The Makefile contains scripts for building OBI. On macOS or Linux, you should just be able to run make or one of the specific tasks below. On Windows consider using some sort of Linux virtual machine such as Docker or Vagrant. Most results will be in the build/ directory. If you have trouble, contact James.

  • make test merge and run SPARQL tests (this is run on every push to GitHub)
  • make sort sort templates, and fix quoting and line endings
  • make imports update OntoFox imports
  • make modules update ROBOT templates
  • make obi.owl build the release file; reasoning can take about 10 minutes
  • make views update ROBOT templates
  • make all prepare for a release, runs imports, modules, test, obi.owl, and views
  • make build/obi_merged.owl merge obi-edit.owl into a single file, don't reason
  • make clean remove temporary files

Development

We use git and GitHub to develop OBI. There's a lot of good documentation on both:

Initial Set Up

Before you can start developing with OBI, you will need to do some initial setup:

  1. sign up for a GitHub account

  2. install the Git command line tool, the GitHub Desktop app, or another Git client of your choosing

  3. configure Git with your name and email

  4. clone the OBI repository

  5. if you're using macOS and Excel, set up a pre-commit hook (see below for details):

    ln -s ../../src/scripts/check-line-endings.sh .git/hooks/pre-commit
    

Making Changes

Changes should be made in manageable pieces, e.g. add one term or edit a few related terms. Most changes should correspond to a single issue on the tracker.

Start from a local copy of the master branch of the OBI repository.
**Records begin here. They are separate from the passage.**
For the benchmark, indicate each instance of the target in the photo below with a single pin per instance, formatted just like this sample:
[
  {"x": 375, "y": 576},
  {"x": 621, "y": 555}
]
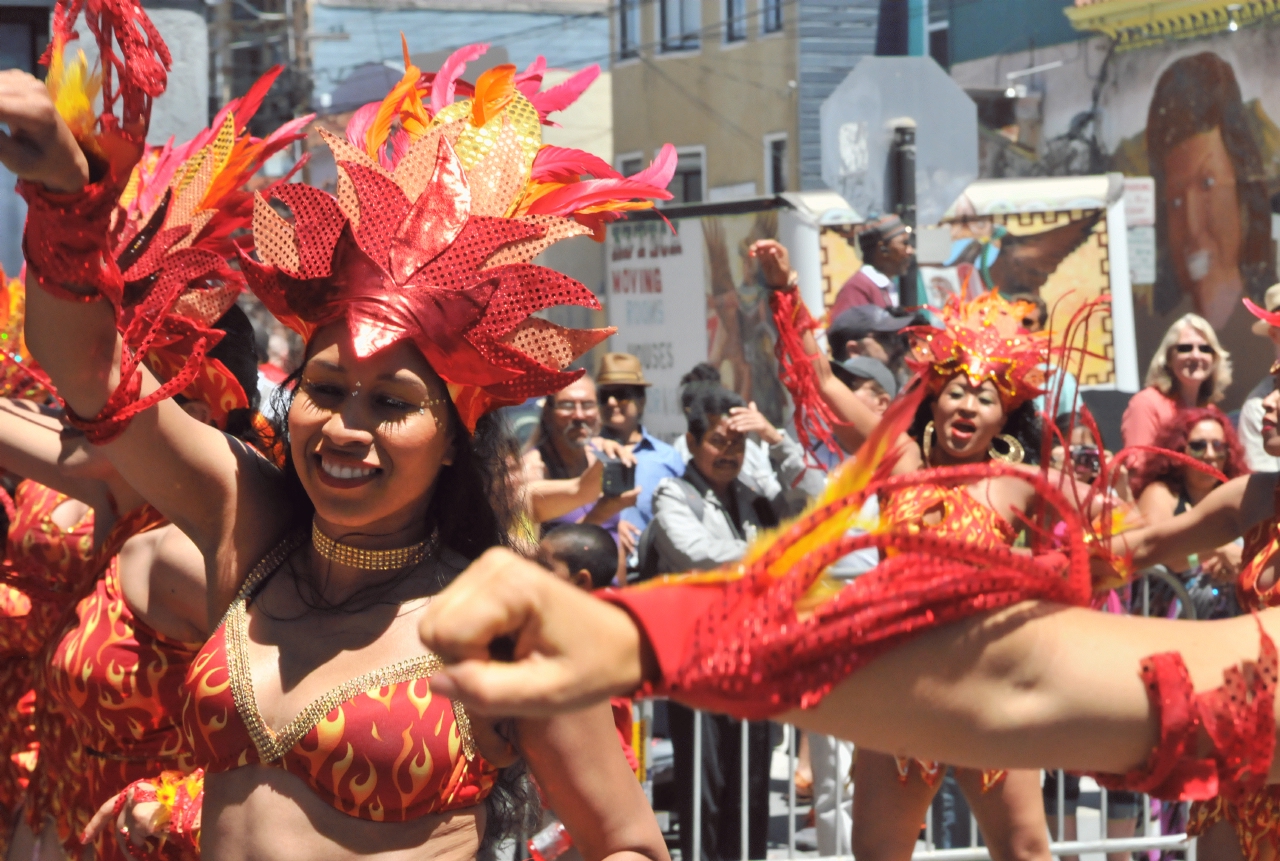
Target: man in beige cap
[
  {"x": 622, "y": 388},
  {"x": 1251, "y": 413}
]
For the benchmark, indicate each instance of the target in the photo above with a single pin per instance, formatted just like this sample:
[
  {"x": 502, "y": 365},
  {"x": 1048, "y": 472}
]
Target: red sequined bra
[
  {"x": 380, "y": 746},
  {"x": 947, "y": 512}
]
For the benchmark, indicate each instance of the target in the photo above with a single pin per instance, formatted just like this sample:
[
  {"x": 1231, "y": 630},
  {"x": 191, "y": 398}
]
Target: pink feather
[
  {"x": 566, "y": 92},
  {"x": 530, "y": 81},
  {"x": 446, "y": 79},
  {"x": 565, "y": 165},
  {"x": 659, "y": 170},
  {"x": 357, "y": 127},
  {"x": 593, "y": 192}
]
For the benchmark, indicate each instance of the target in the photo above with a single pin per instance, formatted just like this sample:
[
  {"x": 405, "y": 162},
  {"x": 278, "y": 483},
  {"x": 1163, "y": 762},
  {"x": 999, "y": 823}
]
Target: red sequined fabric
[
  {"x": 1238, "y": 718},
  {"x": 753, "y": 641},
  {"x": 1256, "y": 815},
  {"x": 44, "y": 569},
  {"x": 947, "y": 512}
]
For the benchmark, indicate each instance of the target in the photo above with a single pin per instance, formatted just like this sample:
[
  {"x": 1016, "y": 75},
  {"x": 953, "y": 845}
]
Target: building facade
[{"x": 735, "y": 85}]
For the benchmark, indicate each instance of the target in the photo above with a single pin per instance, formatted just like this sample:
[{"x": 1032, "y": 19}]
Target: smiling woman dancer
[
  {"x": 310, "y": 708},
  {"x": 978, "y": 408},
  {"x": 113, "y": 637}
]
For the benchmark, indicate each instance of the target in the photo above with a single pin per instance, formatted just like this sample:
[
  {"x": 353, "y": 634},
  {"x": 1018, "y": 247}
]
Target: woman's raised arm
[
  {"x": 1226, "y": 513},
  {"x": 1033, "y": 685},
  {"x": 200, "y": 479}
]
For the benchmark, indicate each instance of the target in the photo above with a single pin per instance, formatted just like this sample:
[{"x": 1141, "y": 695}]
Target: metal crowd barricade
[{"x": 1146, "y": 839}]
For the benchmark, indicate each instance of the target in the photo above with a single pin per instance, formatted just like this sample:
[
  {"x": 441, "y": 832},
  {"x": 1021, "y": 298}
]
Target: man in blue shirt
[{"x": 621, "y": 390}]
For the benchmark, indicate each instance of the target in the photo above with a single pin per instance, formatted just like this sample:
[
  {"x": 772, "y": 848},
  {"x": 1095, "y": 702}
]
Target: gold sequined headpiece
[{"x": 983, "y": 339}]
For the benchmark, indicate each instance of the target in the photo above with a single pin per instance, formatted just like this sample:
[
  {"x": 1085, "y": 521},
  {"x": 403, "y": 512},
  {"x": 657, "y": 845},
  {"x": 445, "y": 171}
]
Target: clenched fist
[{"x": 39, "y": 147}]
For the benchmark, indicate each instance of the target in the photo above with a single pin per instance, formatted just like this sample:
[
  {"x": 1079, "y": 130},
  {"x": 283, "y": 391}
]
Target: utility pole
[{"x": 903, "y": 173}]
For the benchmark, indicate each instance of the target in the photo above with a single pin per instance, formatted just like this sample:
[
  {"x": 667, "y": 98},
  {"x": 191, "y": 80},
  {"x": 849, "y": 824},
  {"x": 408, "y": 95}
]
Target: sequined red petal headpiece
[
  {"x": 983, "y": 339},
  {"x": 440, "y": 207}
]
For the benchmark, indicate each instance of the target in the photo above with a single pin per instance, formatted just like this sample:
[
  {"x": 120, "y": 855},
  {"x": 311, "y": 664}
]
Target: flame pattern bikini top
[
  {"x": 1261, "y": 549},
  {"x": 45, "y": 568},
  {"x": 960, "y": 514},
  {"x": 380, "y": 746}
]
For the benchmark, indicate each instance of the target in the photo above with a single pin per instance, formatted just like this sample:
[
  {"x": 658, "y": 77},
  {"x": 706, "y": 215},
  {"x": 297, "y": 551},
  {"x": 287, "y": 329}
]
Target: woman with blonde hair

Make sure your local copy is up-to-date. Make your changes on a new branch. Please use the OBI Term ID Reservations sheet to manage new IDs.

When you're ready, push your branch to the OBI repository and make a Pull Request (PR) on the GitHub website. Your PR is a request to merge your branch back into master. Your PR will be tested, discussed, adjusted if necessary, then merged. Then the cycle can repeat for the next change that you or another developer will make.
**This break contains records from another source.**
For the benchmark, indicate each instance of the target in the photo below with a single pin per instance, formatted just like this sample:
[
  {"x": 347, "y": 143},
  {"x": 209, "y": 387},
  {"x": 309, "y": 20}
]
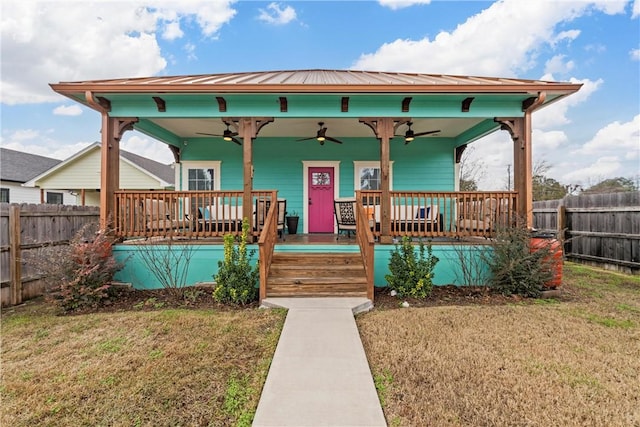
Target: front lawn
[
  {"x": 155, "y": 368},
  {"x": 571, "y": 362}
]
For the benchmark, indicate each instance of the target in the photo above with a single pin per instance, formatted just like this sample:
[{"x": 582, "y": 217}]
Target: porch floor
[{"x": 299, "y": 239}]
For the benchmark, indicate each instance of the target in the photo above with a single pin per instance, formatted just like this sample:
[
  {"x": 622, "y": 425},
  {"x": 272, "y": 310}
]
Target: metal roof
[{"x": 306, "y": 81}]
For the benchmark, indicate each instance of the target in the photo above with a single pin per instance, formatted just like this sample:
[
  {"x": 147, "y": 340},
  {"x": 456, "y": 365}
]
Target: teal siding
[
  {"x": 426, "y": 164},
  {"x": 204, "y": 263}
]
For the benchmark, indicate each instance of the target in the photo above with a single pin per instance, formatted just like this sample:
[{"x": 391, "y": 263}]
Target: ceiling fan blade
[{"x": 429, "y": 132}]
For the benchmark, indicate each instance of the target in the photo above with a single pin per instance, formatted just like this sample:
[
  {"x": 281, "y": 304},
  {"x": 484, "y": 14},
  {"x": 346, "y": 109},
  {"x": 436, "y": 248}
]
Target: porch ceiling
[
  {"x": 305, "y": 127},
  {"x": 173, "y": 109}
]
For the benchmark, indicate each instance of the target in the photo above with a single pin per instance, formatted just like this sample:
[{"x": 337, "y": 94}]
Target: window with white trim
[
  {"x": 54, "y": 198},
  {"x": 367, "y": 175},
  {"x": 201, "y": 176}
]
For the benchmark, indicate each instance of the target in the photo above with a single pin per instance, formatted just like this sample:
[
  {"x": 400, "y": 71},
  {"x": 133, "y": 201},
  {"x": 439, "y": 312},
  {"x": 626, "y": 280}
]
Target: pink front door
[{"x": 320, "y": 199}]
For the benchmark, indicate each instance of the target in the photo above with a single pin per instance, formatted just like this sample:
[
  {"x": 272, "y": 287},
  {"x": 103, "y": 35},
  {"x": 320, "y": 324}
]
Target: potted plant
[{"x": 292, "y": 222}]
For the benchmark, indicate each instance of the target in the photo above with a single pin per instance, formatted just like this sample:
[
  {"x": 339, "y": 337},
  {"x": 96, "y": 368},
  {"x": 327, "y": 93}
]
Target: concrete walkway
[{"x": 319, "y": 375}]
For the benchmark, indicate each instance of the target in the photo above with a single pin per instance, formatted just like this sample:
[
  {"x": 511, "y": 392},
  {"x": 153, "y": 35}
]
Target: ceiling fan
[
  {"x": 321, "y": 136},
  {"x": 227, "y": 135},
  {"x": 410, "y": 135}
]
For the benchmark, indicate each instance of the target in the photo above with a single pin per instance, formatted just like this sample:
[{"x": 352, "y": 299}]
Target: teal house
[{"x": 328, "y": 167}]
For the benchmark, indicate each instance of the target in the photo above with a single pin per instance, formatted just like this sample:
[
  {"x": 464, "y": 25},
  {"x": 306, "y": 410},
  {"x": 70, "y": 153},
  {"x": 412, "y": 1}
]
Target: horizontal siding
[{"x": 85, "y": 173}]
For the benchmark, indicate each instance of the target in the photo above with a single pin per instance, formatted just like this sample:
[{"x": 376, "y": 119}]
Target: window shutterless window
[{"x": 54, "y": 198}]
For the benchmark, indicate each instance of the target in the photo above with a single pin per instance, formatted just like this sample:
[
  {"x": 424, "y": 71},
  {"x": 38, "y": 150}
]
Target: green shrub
[
  {"x": 515, "y": 268},
  {"x": 411, "y": 275},
  {"x": 236, "y": 279}
]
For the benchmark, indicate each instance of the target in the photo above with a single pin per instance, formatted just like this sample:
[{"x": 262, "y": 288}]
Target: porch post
[
  {"x": 246, "y": 132},
  {"x": 248, "y": 129},
  {"x": 112, "y": 130},
  {"x": 384, "y": 128},
  {"x": 520, "y": 129},
  {"x": 385, "y": 132}
]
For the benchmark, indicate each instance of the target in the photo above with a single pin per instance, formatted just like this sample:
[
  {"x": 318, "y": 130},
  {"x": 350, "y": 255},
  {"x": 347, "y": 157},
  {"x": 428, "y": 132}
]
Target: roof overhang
[{"x": 176, "y": 109}]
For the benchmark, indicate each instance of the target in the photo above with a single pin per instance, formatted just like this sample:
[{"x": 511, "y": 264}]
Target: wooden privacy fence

These are the steps with their CLI commands. When using a GUI application the steps will be the same.

  1. git fetch make sure your local copy is up-to-date
  2. git checkout master start on the master branch
  3. git checkout -b your-branch-name create a new branch named for the change you're making
  4. make your changes
  5. make sort sort and normalize tables, for cleaner diffs
  6. git status and git diff inspect your changes
  7. git add --update src/ add all updated files in the src/ directory to staging
  8. git commit --message "Description, issue #123" commit staged changes with a message; it's good to include an issue number
  9. git push --set-upstream origin your-branch-name push your commit to GitHub
  10. open https://github.com/obi-ontology/obi in your browser and click the "Make Pull Request" button

Your Pull Request will be automatically tested. If there are problems, we will update your branch. When all tests have passed, your PR can be merged into master. Rinse and repeat!

Keeping Things Tidy

The easiest way to edit our src/ontology/template/ files is with Excel. Unfortunately Excel has some idiosyncratic rules for quoting cell values, and on macOS uses old line endings. Both these things make our diffs messy and confusing.

For clean diffs, we also like to keep out templates sorted by ID. The make sort command will fix line endings and sorting by running all the templates through a Python script.